スポットワーク研究所「スポットワーク市場クォータリーレポート」、HRogチャートをもとにフロッグ作成

※タイミーのデータは スポットワーク研究所/スポットワーク市場・クォータリーレポート【2025年4Q(2025年8月-10月)】/2026年4月6日時点 に基づく。
※アルバイト求人の職種別平均時給は「HRogチャート」のデータから算出、「イーアイデム」「バイトル」「マイナビバイト」の2026年2月最終週の取得データから雇用形態「バイト」または「パート」の求人を集計。
※派遣給求人の職種別平均時給は「HRogチャート」のデータから算出、「はたらこねっと」「エン派遣」2026年2月最終週の取得データから雇用形態「派遣」の求人を集計。
※職種分類はスポットワーク研究所「スポットワーク市場クォータリーレポート」の分類と対応させている。

全職種平均で見ると、アルバイトの時給は1,289円、タイミーは1,182円と、アルバイトの方が107円高い結果となりました。
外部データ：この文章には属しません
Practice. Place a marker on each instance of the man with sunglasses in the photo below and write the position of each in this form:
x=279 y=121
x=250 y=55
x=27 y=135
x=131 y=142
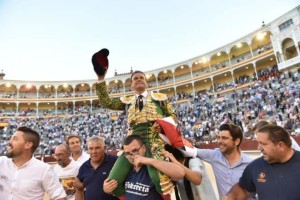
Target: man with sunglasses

時給を重視する求職者にとっては、アルバイトの方が依然として魅力的な選択肢といえます。

中でも、「営業・販売関連事務」(差額261円)や「社会福祉の専門的職業」(同260円)は差額が大きく、アルバイトの時給が全職種平均を大きく上回りました。

一方で、「接客・給仕」(差額63円)や「自動車運転」(差額72円)、「清掃」(差額90円)といった職種では時給差が100円未満にとどまっています。これらの職種は業務が定型化されており、短時間・単発でも切り出しやすいことから、スポットワークへの置き換えが進みやすい領域と考えられます。
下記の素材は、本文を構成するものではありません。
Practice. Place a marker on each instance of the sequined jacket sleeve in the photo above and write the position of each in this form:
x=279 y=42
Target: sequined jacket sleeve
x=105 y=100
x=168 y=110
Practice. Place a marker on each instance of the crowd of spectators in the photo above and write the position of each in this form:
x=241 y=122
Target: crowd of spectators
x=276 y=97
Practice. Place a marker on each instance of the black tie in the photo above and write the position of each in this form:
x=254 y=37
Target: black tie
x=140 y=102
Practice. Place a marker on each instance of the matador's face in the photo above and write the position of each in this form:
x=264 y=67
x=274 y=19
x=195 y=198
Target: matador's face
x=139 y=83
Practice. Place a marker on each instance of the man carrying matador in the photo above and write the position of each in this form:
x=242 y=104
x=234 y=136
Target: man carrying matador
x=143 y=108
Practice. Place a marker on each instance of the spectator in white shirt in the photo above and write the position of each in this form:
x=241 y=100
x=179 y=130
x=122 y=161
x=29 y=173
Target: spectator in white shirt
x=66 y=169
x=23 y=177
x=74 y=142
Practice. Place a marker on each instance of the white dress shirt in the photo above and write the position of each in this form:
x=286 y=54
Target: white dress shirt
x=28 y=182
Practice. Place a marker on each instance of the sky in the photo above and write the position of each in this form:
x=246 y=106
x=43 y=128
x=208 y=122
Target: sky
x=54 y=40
また、美容・エステなどの「生活衛生サービス」(差額-143円)は唯一タイミーの方が高時給でした。この領域では「繁忙期のときにスポットワークで即戦力を集める」「アルバイトは補助業務中心・育成前提で未経験者を集める」など、他の職種とは異なる棲み分けが行われている可能性があります。このように、繁忙期・閑散期で需要が大きく変わる専門職種でも、今後スポットワークの需要が拡大していくかもしれません。

まとめ

調査の結果、「アルバイト求人がスポットワークに置き換わる」というよりも、両者が共存しながら市場全体を拡大させている実態が見えてきました。今後はアルバイト求人とスポットワークは単純な競合関係ではなく、「お試し就業としてスポットワークを活用し、長期的な人員確保につなげる」といった形で共存していく道も考えられます。

一方で、求職者不足がより深刻な地方では、成果課金型のスポットワークへの活用が進んでおり、その存在感はさらに高まっていくでしょう。

アルバイト求人業界に携わる方々にとっては、スポットワークを脅威として捉えるのではなく、クライアントの採用成功を実現するための「掛け合わせ」のツールとして捉え、組み込んでいくことが重要になりそうです。